The Ward subpoena claims she made the same repeated false assertions of election fraud as Finchem and the others. It also said she texted Arizona election officials in the aftermath of the election in an attempt to get them to stop counting and that she was in contact with Trump and his staff about ballot certification in Arizona.
The subpoena said that Ward met on Dec. 14, 2020, with other Trump supporters who posed as electors, sending Congress their names and claiming to be the proper Electoral College representatives of Arizona. They were not.
Trump supporters had hoped to call the election into question and then use the false electors to deny Biden the win. The subpoena noted that as the Capitol was under attack, Ward tweeted that “Congress is adjourned. Send the elector choice back to the legislatures.”
On Jan. 19, the committee subpoenaed T-Mobile phone records from Nov. 1, 2020, to Jan. 31, 2021, for a number used by Ward, her husband and Mole Medical Services P.C., the medical business owned by the Wards. T-mobile said it would turn the records over by Feb. 4 unless the Wards took legal action to block the subpoena.
The couple filed suit in federal district court on Feb. 1, claiming that the subpoena should be quashed because it would expose medical records of their patients and because it would infringe on their First Amendment right to freely associate.
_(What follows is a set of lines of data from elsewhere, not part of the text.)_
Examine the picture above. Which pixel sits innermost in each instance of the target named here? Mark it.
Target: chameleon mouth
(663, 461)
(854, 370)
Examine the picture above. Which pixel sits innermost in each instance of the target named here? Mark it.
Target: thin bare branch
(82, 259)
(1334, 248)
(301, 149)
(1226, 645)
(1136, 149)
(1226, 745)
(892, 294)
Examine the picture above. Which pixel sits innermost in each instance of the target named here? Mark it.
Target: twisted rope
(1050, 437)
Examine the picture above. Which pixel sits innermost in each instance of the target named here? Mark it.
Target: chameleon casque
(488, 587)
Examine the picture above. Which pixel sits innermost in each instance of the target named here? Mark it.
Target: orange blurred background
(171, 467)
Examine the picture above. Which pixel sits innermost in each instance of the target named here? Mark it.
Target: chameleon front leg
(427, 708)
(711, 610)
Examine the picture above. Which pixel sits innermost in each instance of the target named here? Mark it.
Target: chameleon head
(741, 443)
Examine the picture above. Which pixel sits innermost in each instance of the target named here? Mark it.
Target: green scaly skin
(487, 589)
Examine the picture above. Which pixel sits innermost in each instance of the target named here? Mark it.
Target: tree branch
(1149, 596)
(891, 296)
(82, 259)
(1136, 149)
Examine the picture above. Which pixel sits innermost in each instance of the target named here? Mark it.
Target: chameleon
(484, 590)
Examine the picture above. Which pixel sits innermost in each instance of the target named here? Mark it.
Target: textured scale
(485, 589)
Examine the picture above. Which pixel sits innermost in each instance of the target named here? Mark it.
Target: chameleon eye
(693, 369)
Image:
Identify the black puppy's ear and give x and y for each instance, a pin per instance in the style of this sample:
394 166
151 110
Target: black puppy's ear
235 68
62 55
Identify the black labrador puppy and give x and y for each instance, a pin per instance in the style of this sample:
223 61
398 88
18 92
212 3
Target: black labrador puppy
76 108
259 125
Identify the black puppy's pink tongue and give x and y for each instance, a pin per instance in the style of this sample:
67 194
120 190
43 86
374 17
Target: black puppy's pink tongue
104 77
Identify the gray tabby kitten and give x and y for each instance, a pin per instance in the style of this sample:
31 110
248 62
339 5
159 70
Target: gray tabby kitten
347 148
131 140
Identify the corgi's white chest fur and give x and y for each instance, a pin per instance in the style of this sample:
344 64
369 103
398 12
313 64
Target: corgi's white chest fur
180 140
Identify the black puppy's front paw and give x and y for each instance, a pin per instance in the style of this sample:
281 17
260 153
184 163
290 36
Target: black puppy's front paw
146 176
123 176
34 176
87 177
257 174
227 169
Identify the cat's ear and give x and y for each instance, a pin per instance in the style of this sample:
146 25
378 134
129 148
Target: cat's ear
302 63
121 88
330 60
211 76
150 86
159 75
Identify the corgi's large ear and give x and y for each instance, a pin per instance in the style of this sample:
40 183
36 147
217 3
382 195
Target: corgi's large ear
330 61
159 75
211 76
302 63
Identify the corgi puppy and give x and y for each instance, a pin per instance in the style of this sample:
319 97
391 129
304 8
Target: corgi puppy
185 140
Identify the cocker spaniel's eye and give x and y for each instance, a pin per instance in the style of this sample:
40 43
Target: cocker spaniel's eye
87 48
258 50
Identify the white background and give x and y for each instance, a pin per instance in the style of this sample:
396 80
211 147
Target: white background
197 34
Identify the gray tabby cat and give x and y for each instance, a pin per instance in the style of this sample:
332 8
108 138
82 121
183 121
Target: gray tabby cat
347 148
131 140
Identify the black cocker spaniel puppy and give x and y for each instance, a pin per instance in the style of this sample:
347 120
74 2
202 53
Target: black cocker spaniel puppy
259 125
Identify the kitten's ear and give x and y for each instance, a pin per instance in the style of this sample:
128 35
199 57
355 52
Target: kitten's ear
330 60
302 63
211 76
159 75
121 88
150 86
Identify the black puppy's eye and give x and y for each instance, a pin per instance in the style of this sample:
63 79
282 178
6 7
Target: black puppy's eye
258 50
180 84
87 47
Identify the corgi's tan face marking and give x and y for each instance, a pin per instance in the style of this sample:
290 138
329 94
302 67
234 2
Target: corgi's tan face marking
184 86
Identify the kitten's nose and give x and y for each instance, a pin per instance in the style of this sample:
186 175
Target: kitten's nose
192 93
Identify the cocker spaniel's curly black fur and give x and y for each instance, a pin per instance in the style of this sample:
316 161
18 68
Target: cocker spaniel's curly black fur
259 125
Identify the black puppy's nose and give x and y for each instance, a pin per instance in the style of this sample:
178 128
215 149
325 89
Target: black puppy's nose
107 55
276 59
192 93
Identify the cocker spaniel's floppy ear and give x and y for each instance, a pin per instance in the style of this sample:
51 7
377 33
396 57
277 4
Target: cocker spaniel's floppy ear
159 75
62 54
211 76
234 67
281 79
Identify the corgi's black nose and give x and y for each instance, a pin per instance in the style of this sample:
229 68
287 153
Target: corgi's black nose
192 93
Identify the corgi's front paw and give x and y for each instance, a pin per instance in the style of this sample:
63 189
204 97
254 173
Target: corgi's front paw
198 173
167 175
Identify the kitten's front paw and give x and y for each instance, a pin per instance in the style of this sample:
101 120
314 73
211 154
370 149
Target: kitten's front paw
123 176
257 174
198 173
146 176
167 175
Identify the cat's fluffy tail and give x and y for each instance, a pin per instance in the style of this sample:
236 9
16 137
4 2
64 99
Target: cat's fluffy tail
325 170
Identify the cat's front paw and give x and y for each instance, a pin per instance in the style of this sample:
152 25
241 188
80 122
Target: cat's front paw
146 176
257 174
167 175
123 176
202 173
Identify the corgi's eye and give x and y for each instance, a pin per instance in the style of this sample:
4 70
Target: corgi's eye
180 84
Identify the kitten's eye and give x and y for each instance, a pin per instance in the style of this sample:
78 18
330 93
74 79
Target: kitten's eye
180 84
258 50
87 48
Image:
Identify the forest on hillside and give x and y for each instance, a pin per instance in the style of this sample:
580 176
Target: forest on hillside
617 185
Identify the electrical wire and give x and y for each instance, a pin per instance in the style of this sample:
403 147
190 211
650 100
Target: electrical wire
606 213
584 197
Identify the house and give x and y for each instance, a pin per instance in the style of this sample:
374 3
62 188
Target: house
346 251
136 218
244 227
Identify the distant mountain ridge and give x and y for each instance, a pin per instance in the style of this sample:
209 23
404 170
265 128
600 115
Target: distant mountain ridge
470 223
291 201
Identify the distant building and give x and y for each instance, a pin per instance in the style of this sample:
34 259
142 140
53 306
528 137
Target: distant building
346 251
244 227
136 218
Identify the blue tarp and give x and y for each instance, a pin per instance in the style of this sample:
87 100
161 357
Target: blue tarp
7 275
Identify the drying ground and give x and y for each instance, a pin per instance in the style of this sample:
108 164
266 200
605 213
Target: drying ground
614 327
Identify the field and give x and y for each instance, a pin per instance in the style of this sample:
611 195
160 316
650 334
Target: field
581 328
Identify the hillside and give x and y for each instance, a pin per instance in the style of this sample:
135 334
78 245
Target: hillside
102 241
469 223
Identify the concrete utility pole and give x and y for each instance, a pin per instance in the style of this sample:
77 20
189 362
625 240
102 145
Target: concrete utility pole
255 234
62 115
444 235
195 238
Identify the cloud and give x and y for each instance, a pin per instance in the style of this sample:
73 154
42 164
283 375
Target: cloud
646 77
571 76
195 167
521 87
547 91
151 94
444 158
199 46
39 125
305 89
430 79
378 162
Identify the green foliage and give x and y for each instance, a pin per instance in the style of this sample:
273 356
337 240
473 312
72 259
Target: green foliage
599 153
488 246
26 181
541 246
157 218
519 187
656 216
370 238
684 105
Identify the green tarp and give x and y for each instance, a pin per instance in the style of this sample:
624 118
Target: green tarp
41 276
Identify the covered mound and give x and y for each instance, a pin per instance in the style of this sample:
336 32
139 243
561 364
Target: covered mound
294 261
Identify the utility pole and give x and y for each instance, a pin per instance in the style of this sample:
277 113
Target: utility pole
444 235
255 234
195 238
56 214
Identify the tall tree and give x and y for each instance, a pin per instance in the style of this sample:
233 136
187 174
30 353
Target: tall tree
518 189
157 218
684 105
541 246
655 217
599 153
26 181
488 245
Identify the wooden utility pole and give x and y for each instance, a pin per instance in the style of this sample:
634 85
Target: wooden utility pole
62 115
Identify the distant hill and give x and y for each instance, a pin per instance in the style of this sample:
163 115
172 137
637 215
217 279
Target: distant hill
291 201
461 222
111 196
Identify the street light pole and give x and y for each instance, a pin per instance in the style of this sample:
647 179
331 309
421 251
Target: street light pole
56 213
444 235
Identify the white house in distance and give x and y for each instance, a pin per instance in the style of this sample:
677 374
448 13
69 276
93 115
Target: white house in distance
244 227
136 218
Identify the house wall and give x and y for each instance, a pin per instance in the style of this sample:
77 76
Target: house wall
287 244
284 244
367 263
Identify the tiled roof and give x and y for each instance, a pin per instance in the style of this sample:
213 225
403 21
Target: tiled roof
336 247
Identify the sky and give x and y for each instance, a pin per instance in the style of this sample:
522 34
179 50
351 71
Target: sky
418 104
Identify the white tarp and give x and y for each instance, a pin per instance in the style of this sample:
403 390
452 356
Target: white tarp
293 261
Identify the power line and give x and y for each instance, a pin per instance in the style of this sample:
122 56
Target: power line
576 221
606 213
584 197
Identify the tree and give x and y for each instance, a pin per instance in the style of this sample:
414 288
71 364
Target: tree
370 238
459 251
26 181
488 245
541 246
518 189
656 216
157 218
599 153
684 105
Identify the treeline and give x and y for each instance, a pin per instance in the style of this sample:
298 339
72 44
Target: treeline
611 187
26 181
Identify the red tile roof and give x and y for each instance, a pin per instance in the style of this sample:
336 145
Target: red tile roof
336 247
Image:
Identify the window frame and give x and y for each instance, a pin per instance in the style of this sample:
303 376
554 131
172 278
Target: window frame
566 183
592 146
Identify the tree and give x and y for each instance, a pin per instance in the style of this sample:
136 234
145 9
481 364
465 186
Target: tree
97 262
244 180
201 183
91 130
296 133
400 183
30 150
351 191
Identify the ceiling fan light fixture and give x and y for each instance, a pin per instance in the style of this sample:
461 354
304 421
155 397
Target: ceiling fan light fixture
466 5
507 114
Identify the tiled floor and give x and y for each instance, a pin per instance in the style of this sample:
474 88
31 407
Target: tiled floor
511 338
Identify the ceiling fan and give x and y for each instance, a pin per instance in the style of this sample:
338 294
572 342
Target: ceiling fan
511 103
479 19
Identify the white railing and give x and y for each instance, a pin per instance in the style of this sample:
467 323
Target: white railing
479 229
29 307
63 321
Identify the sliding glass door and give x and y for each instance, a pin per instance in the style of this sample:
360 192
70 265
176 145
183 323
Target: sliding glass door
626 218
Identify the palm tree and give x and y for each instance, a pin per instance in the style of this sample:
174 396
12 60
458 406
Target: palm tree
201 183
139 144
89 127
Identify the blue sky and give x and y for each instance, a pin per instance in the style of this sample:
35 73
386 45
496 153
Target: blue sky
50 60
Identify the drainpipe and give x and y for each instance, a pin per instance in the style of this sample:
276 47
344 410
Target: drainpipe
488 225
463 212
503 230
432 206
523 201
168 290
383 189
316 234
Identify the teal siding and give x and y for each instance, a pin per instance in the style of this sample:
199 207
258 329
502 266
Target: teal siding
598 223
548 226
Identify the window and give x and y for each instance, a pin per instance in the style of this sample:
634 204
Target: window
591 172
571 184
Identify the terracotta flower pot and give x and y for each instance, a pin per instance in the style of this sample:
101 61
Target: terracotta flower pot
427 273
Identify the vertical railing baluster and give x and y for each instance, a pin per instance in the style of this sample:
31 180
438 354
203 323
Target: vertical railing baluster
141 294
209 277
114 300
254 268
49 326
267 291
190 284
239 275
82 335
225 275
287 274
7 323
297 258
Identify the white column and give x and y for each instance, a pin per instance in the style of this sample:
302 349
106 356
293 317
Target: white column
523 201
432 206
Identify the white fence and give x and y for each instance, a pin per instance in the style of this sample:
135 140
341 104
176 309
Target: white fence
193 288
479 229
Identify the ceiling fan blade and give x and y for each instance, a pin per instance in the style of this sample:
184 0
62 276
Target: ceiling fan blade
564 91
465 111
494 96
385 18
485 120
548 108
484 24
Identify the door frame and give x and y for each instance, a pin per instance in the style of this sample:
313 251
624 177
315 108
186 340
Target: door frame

Handing records of GOP officials and supporters over to a committee “formed and chaired by political rivals” at a highly partisan time would chill the right to associate “not just of the plaintiffs but of the entire Republican Party in Arizona.”
Lawyers representing the Wards said earlier this month that they would not comment on the suit.
Far from harming Ward and Finchem, the subpoenas against them could end up painting the two as “martyrs” to Arizona Republicans, said J. Miles Coleman, an analyst with Sabato’s Crystal Ball at the University of Virginia Center for Politics.
He said it could be particularly helpful for Finchem, a secretary of state candidate who is currently “the front-runner on the Republican side.” Finchem’s candidacy has been endorsed by Trump.
“Honestly, I wouldn’t be surprised if this has the effect of helping him out even more with some of those Trump voters in his primary,” Coleman said. “There’s a big portion of the Republican right, who doesn’t view this commision as legitimate.”
Bender said that will be of little help to Ward and Finchem, who are faced with congressional subpoenas.
“It’s rare that a public official will say to the committee, ‘We’re not going to do what you asked us to do,'” Bender said. “That’s a confrontation in which the public official is likely to lose because these committees have an enormous amount of authority to inquire into these things.”